Tonight there are buildings and vehicles burning and looting has taken place in the centre of Tottenham with reports of around three hundred people involved in disorder.
We do not yet know if the man who was apparently killed by a police bullet on Thursday was himself armed, but there are reliable reports that a police officer was struck by a bullet in that incident and he only escaped injury because it was his radio that was hit.
We are already being told that this is an area of ‘deprivation’ and a friend of the dead man’s family is reported as saying:
“They’re making their presence known because people are not happy,….this guy was not violent. Yes, he was involved in things but he was not an aggressive person.”
When she says ‘he was involved in things’ she means he was a criminal. There will be an enquiry to establish whether the police acted properly when they shot Mr Duggan. It may be no surprise that his friends and relatives do not have confidence in that, but it is very telling that some of them think it is OK that a person was involved in crime and that they are justified in taking to the streets before they know whether he shot at a policeman.
The people who are attacking police, destroying property and looting shops are not doing that because they are starving, oppressed or suffering from discrimination. They are doing it because they habitually hold their communities in fear and they think they can get away with intimidating anybody who tries to establish order and safety on the streets.
The sad truth is that a quarter of a century after Keith Blakelock’s murder, the police have made no progress in breaking the grip of violent crime infesting the estates of north London. It is impossible to stop the drug dealing, prostitution, unlicensed drinking and intimidation that is controlled by criminals. There are two main reasons for this.
The first is that people will always pay for sex when they want to and people will always get high. Trying to stop these things by making them illegal has no more effect than telling the tide not to come in and outlawing activity that cannot be stopped just passes that trade over to very nasty crooks instead of it being conducted with reasonable safety. The second problem in this specific area is the failure of the police and the local authorities to deal with black criminals. This is partly due to fear of the political consequences of doing it and largely because there are too few black people in policing and running the community.

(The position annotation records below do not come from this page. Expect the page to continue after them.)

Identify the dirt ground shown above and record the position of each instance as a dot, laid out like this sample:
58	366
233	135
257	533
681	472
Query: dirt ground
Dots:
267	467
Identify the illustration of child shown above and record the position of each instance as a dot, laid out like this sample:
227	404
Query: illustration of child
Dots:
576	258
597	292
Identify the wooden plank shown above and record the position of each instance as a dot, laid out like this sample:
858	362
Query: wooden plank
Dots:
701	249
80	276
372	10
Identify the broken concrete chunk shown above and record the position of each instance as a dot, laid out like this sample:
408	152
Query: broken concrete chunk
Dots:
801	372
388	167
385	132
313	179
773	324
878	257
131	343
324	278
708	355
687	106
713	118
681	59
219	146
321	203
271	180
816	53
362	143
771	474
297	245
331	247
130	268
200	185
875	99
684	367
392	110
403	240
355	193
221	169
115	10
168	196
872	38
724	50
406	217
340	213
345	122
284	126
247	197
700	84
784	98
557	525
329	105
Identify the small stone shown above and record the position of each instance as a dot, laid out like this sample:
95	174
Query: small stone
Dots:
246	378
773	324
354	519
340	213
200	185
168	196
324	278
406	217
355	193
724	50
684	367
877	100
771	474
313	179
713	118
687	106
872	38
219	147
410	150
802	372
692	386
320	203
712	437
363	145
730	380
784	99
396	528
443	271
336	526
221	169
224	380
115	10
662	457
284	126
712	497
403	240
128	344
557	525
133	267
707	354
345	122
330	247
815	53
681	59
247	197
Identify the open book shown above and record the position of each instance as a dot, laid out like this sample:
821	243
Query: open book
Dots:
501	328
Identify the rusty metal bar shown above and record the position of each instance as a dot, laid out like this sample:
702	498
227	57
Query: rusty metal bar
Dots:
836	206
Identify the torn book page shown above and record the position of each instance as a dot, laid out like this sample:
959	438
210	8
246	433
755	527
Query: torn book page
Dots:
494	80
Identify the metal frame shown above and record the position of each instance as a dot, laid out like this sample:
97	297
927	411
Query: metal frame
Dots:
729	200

We will be bombarded with requests for enquiries into poverty and deprivation in the area. Rather than producing masses of hot air and wasting time and money on post mortems of the riot, the real need is to immediately establish zero tolerance of the real crime which destroys residents tranquility and peace of mind.

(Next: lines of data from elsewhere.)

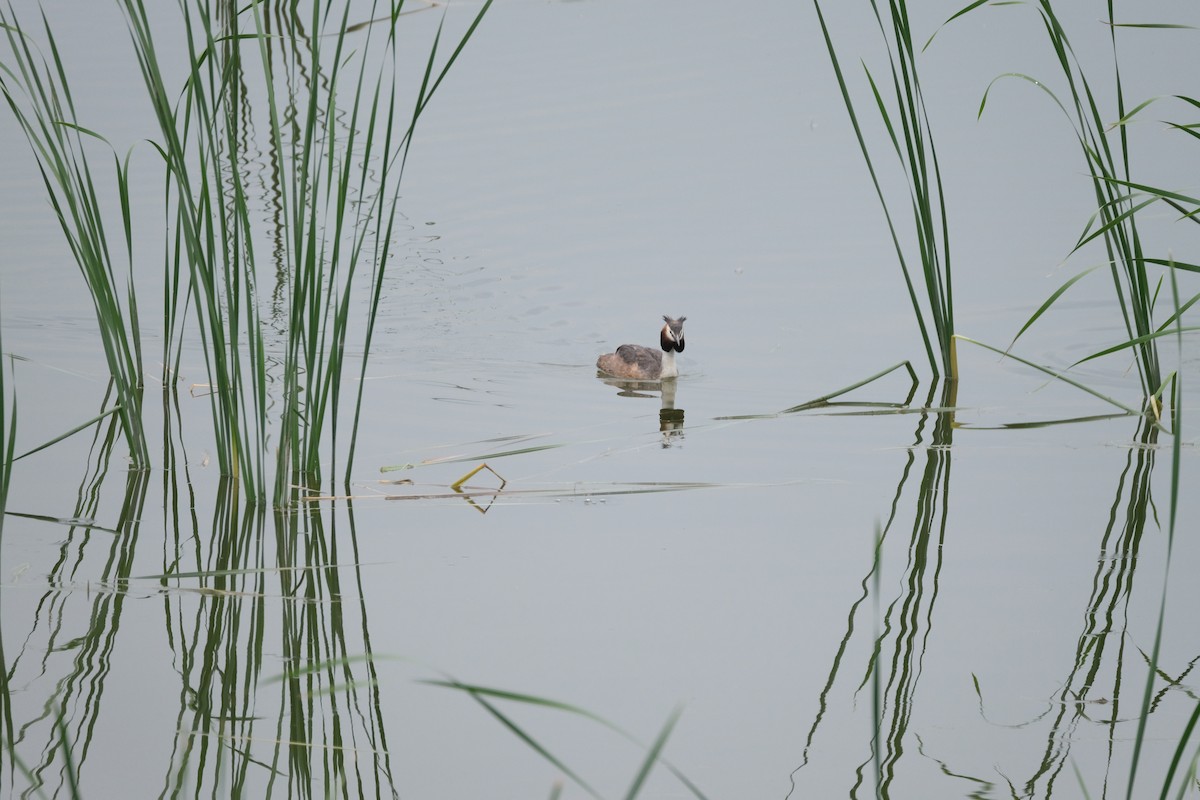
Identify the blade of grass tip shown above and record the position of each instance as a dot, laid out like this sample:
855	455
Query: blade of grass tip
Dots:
1174	265
1151	190
825	398
1053	374
1114	222
1023	77
652	756
1179	313
1128	116
1155	25
1135	342
70	433
558	705
1049	302
532	743
949	19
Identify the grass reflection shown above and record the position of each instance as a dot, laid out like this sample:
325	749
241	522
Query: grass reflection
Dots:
894	665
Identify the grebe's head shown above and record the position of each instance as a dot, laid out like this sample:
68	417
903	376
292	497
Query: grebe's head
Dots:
671	337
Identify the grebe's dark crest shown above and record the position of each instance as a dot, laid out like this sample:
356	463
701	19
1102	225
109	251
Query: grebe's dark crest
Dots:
637	362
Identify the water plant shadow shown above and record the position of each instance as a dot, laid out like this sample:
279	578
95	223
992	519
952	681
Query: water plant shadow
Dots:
893	667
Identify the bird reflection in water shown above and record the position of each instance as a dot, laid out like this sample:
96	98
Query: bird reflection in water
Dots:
671	419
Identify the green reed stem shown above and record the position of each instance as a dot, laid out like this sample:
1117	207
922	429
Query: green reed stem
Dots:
909	130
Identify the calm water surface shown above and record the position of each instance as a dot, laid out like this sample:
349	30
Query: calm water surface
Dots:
587	168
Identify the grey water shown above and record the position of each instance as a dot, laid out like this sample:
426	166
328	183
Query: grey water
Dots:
587	167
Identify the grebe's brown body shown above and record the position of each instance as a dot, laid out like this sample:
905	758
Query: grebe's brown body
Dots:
637	362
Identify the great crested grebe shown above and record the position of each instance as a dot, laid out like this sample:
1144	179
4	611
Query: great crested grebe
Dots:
637	362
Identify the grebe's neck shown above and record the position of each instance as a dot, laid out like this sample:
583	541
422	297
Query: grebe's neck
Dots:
669	366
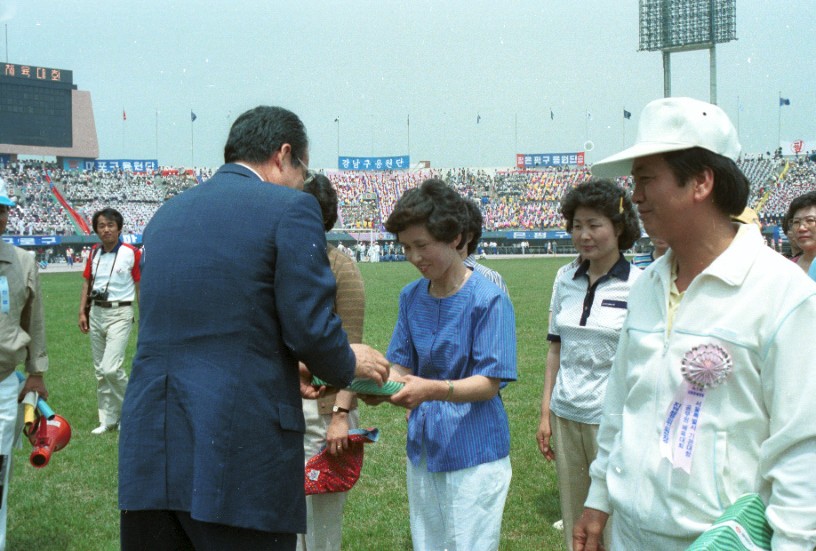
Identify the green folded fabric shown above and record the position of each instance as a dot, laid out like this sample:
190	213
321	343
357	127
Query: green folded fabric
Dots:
742	526
366	386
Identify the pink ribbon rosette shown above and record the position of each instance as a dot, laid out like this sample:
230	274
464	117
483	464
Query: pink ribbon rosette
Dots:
703	367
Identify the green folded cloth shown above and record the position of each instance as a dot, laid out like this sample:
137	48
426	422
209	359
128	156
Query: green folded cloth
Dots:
366	386
742	526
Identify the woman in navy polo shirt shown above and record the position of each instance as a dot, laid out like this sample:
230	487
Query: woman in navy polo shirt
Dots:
587	311
453	346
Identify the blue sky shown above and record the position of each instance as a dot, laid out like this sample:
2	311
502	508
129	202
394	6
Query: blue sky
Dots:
371	64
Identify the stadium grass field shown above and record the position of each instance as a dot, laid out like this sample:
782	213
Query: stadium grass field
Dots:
70	505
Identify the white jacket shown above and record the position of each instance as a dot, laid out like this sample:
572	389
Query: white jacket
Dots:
757	430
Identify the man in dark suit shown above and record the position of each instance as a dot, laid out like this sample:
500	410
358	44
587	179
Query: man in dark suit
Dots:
236	289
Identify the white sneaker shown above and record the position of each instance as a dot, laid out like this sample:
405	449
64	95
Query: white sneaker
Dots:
102	429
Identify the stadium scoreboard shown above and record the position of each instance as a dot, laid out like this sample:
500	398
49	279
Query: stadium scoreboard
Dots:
36	106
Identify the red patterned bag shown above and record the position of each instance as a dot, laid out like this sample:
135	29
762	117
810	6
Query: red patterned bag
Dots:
327	473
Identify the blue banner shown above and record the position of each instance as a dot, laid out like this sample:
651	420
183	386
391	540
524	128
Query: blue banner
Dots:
127	165
553	234
33	240
398	162
540	160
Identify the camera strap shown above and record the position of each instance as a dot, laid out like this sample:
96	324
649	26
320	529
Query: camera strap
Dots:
101	251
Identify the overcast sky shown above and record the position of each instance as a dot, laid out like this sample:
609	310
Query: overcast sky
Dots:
373	63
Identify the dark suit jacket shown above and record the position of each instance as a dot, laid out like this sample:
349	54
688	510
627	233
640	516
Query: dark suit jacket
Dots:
236	287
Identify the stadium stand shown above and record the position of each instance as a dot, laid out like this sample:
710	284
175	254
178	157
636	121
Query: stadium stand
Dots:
510	199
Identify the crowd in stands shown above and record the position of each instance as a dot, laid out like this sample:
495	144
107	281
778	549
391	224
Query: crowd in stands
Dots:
510	199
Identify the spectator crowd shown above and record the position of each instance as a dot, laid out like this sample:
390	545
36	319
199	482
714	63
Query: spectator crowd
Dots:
509	199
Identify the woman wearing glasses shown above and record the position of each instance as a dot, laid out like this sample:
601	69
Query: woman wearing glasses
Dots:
802	223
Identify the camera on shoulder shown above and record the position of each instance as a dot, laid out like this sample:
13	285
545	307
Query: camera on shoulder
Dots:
98	294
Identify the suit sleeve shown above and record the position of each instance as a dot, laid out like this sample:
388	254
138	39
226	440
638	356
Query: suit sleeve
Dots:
304	292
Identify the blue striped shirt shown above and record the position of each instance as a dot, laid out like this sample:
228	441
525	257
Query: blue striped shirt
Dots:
470	333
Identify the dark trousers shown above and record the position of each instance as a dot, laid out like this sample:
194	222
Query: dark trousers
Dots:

Get in hard and fast on every mugging, burglary, assault and theft. Stop graffiti and littering. Ensure that habitual offenders are prevented from damaging this community any more. Do that well enough and people will stop being afraid to speak out about crime. They will become more interested in keeping their area nice and they will want to have careers in the police, fire service and other jobs that some are seeing as enemies at the moment.
Criminal gangs are not born out of poverty or deprivation, they come from fear and alienation. Fear must be driven from the streets so that decent citizens can safely build communities.